The online survey went live at the end of January, and residents can also attend an upcoming Community Café to offer feedback on the current and future housing needs of elder citizens.
“As the older adult population (+55) is expected to grow by approximately 66 per cent by 2041 (from 16,000 in 2015 to 29,000 in 2041), staff have initiated a Seniors’ Housing Study to evaluate the current and future housing needs of this age group as well as identify options and recommendations to address seniors housing needs in the community,” according to the staff report.
Council received a report on the 2019 Seniors’ Housing Study on Tuesday, officially launching the study process.
Coun.
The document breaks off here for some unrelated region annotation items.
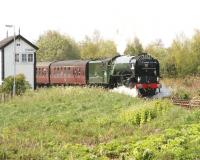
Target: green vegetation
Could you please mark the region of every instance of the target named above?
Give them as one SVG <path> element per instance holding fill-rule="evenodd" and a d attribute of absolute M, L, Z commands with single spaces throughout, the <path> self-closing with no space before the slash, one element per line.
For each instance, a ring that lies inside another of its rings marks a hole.
<path fill-rule="evenodd" d="M 37 61 L 97 59 L 117 54 L 115 43 L 104 40 L 97 31 L 80 43 L 57 31 L 47 31 L 40 36 L 36 45 L 39 47 Z"/>
<path fill-rule="evenodd" d="M 30 88 L 30 84 L 26 81 L 23 74 L 18 74 L 15 78 L 16 95 L 21 95 Z M 8 76 L 7 78 L 5 78 L 2 85 L 0 86 L 1 93 L 11 94 L 13 92 L 13 82 L 13 76 Z"/>
<path fill-rule="evenodd" d="M 56 31 L 47 31 L 36 43 L 37 61 L 56 61 L 80 59 L 80 51 L 76 42 L 69 36 Z"/>
<path fill-rule="evenodd" d="M 82 59 L 97 59 L 114 57 L 117 55 L 117 48 L 113 41 L 104 40 L 100 33 L 95 31 L 92 37 L 85 37 L 80 43 L 80 53 Z"/>
<path fill-rule="evenodd" d="M 0 159 L 199 159 L 200 111 L 100 88 L 48 88 L 0 104 Z"/>

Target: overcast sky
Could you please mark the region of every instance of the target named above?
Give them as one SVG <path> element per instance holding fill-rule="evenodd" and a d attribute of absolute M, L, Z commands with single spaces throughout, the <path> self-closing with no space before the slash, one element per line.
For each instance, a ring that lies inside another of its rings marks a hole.
<path fill-rule="evenodd" d="M 144 45 L 162 39 L 169 46 L 177 34 L 191 37 L 200 29 L 199 8 L 199 0 L 1 0 L 0 39 L 5 24 L 14 24 L 32 42 L 47 30 L 76 41 L 98 30 L 119 52 L 135 36 Z"/>

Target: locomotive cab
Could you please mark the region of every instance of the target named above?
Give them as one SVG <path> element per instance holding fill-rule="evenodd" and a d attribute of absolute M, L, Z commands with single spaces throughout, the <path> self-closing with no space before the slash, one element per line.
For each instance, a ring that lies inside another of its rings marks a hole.
<path fill-rule="evenodd" d="M 135 77 L 136 88 L 142 96 L 155 95 L 156 89 L 160 89 L 159 62 L 150 55 L 144 53 L 136 58 Z"/>

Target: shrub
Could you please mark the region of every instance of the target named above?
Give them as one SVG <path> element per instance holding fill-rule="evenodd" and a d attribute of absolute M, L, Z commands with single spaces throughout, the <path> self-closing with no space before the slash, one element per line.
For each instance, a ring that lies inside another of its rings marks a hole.
<path fill-rule="evenodd" d="M 175 97 L 180 98 L 180 99 L 191 98 L 191 94 L 186 89 L 178 89 L 174 95 Z"/>
<path fill-rule="evenodd" d="M 13 76 L 8 76 L 7 78 L 5 78 L 1 85 L 1 92 L 11 94 L 13 92 L 13 82 Z M 26 89 L 30 88 L 30 84 L 26 81 L 23 74 L 16 75 L 15 83 L 16 95 L 21 95 L 26 91 Z"/>

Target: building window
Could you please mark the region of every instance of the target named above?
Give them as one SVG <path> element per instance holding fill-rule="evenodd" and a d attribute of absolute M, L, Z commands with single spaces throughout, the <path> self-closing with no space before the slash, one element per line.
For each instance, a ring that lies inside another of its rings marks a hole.
<path fill-rule="evenodd" d="M 26 54 L 22 54 L 22 62 L 27 62 L 27 55 Z"/>
<path fill-rule="evenodd" d="M 33 54 L 28 54 L 28 62 L 33 62 Z"/>
<path fill-rule="evenodd" d="M 15 62 L 19 62 L 19 54 L 15 54 Z"/>

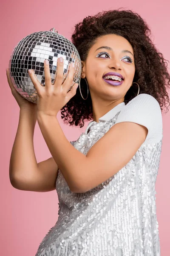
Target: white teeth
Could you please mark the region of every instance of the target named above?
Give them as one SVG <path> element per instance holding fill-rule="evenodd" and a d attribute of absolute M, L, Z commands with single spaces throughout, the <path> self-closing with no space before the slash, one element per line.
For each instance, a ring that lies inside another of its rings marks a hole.
<path fill-rule="evenodd" d="M 118 80 L 120 81 L 120 82 L 121 82 L 122 80 L 122 79 L 120 78 L 120 77 L 115 76 L 104 76 L 104 78 L 105 79 L 111 79 L 113 80 Z"/>

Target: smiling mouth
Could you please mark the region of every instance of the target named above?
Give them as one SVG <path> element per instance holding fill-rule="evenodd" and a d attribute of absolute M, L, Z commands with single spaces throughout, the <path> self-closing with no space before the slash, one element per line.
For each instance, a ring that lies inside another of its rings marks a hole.
<path fill-rule="evenodd" d="M 103 76 L 103 78 L 105 80 L 108 80 L 118 82 L 121 82 L 124 80 L 116 76 Z"/>

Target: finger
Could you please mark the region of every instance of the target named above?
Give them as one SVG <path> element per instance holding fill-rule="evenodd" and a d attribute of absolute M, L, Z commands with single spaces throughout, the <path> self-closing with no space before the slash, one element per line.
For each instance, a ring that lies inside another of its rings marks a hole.
<path fill-rule="evenodd" d="M 61 86 L 63 79 L 63 59 L 62 57 L 57 59 L 57 73 L 54 84 L 55 87 Z"/>
<path fill-rule="evenodd" d="M 74 79 L 75 68 L 75 65 L 74 63 L 71 62 L 71 65 L 70 66 L 68 76 L 63 84 L 63 85 L 64 84 L 64 88 L 65 89 L 65 90 L 67 92 L 69 88 L 70 89 L 71 88 L 71 85 L 73 85 L 73 83 L 74 83 L 73 79 Z"/>
<path fill-rule="evenodd" d="M 46 88 L 49 88 L 51 86 L 50 67 L 48 60 L 45 60 L 44 62 L 44 73 L 45 76 L 45 84 Z"/>
<path fill-rule="evenodd" d="M 39 96 L 40 95 L 42 91 L 42 88 L 43 87 L 38 81 L 33 70 L 29 70 L 28 74 L 32 83 L 34 84 L 34 86 L 35 87 L 37 93 Z"/>

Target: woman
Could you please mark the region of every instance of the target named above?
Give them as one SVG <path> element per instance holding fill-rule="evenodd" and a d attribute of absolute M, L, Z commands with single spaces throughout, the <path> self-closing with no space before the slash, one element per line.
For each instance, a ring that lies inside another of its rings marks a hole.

Jason Lum asked if the idea (of the study and the survey) was to get back results before council votes on the current OCP update, and if not, would they have the flexibility to make changes in future.
Director of planning Karen Stanton replied that the “timelines coincide” and that staff, being “typically adaptable” could consider changes down the line.
The survey can either be found on the City of Chilliwack website, or in hard copy from various locations around town, and survey responses are being sought until the deadline of March 15.
A community engagement meeting, the Community Café, is slated for February 27 between 5 p.m. and 8 p.m. at Evergreen Hall.
The project will encompass a review of current and future housing needs ranging from independent housing (rental and home ownership), to assisted living (limited care facility – cooking and cleaning services provided), to residential care facilities (for those who have complex care needs).
Consultation and engagement efforts figure prominently.
“By engaging in a Seniors’ Housing Study the City hopes to open the door for all interested and affected people and organizations to come together and work towards a joint solution,” according to the city’s online explanation about the study.
“Only by gathering as much input as possible from the people working on the ground or experiencing the challenges firsthand, be it seniors in the community, housing developers, service providers, health care professionals or the younger generation providing support for aging family members, can we gain the perspective necessary to create effective tools to address seniors’ needs in Chilliwack.”
As a part of the study, staff will evaluate what’s working, what is not, and what is sorely needed. Once collected, the data can be used to lobby for funding help from higher levels of government, and to encourage private citizens and organizations to pursue projects geared towards seniors’ needs.
“Once completed, the Seniors’ Housing Study, based on the scope of work, will provide the necessary information to help direct municipal policies, housing developers and service providers to create a diverse supply of safe, affordable and appropriate seniors’ housing in Chilliwack.